ぞわりとして振り向くと、奇怪な少女が霊廟に浮いていた。長い黒髪に黒いドレス、その顔は、棺の中で眠るヴェルクトにどこか似ている。ドレスのスカートの下からは、クラゲのそれに似た触手が無数に伸び、うごめいている。左右の肩甲骨のあたりから、黒くねじくれた四角錐のようなものが伸びていた。
異形の神の四角錐。
「な、なんだ。貴様は」
「ジル」
少女は空中にふわふわと浮かびながら、ふわふわと微笑んで言った。メイシンが愛した少女の、勇者ヴェルクトが見せてくれた表情に似ていた。
「王子様を誘いに来たの」
「何を、言っている?」
戸惑い気味にそう問いかける。
奇怪極まりない少女だが、敵意や害意は感じなかった。むしろ、失くしたと思っていた温もりのようなものを強く感じた。

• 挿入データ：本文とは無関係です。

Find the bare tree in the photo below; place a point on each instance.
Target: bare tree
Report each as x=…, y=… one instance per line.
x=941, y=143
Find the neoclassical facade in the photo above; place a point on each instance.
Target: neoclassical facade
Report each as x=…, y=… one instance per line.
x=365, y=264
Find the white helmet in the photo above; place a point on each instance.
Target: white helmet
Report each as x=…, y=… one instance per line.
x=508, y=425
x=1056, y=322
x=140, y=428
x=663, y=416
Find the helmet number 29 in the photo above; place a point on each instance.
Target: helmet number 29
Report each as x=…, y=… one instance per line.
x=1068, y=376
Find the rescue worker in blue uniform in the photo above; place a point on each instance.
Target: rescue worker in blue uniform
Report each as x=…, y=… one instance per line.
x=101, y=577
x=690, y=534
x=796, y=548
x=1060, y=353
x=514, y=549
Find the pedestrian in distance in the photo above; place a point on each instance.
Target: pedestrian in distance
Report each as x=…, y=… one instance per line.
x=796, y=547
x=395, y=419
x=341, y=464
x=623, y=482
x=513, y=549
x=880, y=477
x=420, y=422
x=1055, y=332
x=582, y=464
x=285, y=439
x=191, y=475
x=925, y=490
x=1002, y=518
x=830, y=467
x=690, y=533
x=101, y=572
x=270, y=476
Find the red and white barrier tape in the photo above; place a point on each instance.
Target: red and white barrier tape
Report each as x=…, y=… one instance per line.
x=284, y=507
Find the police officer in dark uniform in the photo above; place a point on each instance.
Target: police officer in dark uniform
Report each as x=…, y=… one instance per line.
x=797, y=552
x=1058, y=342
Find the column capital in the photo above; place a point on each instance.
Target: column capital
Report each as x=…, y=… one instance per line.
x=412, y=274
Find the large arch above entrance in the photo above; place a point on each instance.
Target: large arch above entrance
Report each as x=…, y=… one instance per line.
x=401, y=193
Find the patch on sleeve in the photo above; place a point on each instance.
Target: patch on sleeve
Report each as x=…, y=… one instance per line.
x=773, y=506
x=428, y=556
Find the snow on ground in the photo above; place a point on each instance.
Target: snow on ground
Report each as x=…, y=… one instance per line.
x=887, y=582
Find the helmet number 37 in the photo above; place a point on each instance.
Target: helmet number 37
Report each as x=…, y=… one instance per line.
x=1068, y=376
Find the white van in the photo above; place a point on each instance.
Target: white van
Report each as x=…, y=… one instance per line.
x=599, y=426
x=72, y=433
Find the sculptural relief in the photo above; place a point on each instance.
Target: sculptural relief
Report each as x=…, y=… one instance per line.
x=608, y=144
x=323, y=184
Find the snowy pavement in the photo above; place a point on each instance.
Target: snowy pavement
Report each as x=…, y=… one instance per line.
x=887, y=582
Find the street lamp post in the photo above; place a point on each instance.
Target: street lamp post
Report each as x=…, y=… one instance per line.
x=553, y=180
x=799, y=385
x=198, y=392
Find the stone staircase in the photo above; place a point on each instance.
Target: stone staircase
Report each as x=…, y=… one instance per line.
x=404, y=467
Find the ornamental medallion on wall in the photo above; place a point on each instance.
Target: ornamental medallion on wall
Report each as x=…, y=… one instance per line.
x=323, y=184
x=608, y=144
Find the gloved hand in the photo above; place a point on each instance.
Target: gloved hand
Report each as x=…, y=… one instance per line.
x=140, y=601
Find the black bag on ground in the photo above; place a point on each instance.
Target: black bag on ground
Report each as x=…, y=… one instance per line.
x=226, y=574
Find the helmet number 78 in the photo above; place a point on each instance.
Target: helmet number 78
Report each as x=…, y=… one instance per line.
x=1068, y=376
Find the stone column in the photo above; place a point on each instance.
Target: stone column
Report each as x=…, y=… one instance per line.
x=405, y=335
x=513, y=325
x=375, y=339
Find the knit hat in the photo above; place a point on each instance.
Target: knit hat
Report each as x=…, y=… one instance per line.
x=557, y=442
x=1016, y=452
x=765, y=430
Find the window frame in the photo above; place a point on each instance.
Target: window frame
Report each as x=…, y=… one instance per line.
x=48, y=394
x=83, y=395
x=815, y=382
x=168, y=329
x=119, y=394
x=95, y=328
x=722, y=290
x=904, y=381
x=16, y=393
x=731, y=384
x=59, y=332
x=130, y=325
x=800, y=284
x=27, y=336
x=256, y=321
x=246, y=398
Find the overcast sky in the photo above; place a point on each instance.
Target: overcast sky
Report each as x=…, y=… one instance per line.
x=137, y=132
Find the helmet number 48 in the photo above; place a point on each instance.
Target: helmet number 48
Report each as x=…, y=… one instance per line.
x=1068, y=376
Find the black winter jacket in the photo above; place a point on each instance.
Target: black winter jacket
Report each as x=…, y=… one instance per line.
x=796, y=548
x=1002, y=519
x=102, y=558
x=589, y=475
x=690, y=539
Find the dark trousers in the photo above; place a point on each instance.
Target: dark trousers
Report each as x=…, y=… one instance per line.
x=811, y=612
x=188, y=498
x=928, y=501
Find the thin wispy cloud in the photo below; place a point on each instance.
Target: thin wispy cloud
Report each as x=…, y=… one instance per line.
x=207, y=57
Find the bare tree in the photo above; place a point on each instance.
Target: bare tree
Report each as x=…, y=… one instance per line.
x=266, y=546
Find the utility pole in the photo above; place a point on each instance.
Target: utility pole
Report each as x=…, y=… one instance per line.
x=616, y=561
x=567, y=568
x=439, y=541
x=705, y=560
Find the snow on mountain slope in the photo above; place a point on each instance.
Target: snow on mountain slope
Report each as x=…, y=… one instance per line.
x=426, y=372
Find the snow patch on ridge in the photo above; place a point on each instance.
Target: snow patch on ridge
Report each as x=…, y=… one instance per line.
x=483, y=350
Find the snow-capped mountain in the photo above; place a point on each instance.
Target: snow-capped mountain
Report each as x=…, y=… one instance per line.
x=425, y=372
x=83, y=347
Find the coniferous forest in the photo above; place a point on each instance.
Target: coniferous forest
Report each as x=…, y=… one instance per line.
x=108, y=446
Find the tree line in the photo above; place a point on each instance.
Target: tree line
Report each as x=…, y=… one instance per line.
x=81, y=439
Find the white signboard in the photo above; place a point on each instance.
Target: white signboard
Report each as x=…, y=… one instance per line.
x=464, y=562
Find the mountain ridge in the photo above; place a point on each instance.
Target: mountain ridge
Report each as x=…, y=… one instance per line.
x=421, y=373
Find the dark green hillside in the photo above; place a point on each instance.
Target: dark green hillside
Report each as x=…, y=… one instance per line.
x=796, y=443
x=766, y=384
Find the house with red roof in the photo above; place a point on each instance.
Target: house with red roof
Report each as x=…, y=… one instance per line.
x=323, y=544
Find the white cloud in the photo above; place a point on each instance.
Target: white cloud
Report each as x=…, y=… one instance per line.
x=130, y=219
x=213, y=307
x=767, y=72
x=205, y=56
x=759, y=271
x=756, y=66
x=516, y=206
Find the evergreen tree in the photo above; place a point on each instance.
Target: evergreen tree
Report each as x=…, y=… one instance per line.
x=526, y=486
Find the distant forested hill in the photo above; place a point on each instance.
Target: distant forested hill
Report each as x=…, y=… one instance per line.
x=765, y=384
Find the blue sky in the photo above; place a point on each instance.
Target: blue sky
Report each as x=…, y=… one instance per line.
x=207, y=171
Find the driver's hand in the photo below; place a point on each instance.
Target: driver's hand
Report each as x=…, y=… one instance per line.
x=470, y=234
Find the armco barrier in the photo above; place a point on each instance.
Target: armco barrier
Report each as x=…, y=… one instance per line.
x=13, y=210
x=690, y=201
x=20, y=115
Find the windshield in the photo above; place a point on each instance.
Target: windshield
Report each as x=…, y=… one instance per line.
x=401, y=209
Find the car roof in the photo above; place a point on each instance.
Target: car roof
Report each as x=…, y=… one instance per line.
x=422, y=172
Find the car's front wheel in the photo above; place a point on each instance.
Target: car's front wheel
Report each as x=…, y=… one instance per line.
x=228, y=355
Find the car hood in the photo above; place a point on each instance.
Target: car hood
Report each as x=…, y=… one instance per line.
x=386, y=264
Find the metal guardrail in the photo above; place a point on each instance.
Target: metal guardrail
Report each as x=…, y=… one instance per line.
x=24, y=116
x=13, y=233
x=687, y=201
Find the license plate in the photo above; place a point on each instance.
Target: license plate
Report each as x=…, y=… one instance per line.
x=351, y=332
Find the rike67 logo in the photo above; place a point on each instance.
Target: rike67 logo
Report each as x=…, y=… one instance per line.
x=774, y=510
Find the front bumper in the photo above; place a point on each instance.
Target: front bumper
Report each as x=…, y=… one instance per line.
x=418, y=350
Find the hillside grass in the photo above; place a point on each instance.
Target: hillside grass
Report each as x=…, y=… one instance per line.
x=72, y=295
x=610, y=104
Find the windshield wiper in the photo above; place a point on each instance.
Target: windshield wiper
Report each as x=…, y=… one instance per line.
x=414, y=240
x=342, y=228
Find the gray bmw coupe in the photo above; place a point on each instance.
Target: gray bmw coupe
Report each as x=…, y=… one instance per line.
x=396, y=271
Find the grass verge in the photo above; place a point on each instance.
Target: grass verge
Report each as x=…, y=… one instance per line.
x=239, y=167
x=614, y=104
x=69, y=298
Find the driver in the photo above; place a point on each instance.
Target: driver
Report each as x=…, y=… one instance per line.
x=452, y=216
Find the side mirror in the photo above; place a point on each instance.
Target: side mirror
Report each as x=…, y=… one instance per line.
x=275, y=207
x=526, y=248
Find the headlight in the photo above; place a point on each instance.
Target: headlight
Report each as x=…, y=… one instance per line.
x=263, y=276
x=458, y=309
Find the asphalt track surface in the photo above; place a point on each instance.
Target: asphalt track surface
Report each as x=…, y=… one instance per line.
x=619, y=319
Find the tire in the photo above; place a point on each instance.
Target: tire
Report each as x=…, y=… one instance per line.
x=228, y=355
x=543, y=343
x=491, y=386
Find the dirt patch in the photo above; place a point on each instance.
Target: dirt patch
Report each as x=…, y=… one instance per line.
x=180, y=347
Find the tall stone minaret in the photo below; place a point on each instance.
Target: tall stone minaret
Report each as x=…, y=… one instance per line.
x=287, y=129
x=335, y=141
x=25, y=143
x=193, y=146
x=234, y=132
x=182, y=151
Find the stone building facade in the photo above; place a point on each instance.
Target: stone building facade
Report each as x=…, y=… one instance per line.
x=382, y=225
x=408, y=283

「私は王子様たちのいう、異形の神の化身のひとつ。王子様を誘いに来たの」
異形の少女はまた、ふわりと微笑んで続けた。
「新しい魔王になってほしいの」
「私を、惑わせるな!」
メイシンは叫ぶ。異形の少女の微笑みは変わらない。
「ひどーい。取引しようって言ってるだけなのに。魔王になるならいいことを教えてあげるよ? その子を蘇らせる方法とか、その子と同じものを作る方法とか」
「蘇らせる?」
メイシンは目を見開く。
「やっぱり聞いてないんだ」
異形の少女はコロコロと笑う。
「ひどいお父さんだよね」
芝居掛かった動作で、異形の少女は腕を組む。
「その子はね、勇者なんかじゃないんだよ? 『光の獣』っていう錬金文明の魔法生物。だから、首の魔導回路を書き直せば息を吹き返すし、素材と機材を集めれば新しいものも作れる。この国でも、同じようなものを作り初めてるみたい。新しい魔王になってくれたら、やり方を教えてあげる。中古じゃなくて、新しいものを作れば、王子様だけを好きになってくれるよ? あと、私。私も王子様を好きになってあげる。王子様だけのものになって、ずっと、ずっとそばにいてあげる。どう?」
異形の少女は無邪気に言いつつ、大霊廟の床に降りた。クラゲの触手のようだった足が、白い人間の足に変わる。裸足のまま、メイシンに歩み寄り、両手を伸ばしてその両頬に触れる。
甘やかに微笑んだ。
「幸せにしてあげる」
異形の少女の微笑みは、メイシンが望んだものと似ていた。望みながらも得られなかった少女の笑顔に似ていた。
メイシンの意思と思考は甘く爛れ、蕩けだす。
目元が熱くなる。嗚咽がこみ上げるのを感じた。
「……ああ……あぁ……」
甘くため息をつき、滂沱の涙を流しながら、メイシンは異形の少女に取りすがり、抱きしめる。
幸福な温もりが、柔らかく、甘美な毒が、触れ合った体から染み入ってくる。
「いい子だね」
嗚咽する王子の背中に腕を回し、異形の少女は甘く、ただ甘く囁く。
とろりと心を酔わせ、腐らすように。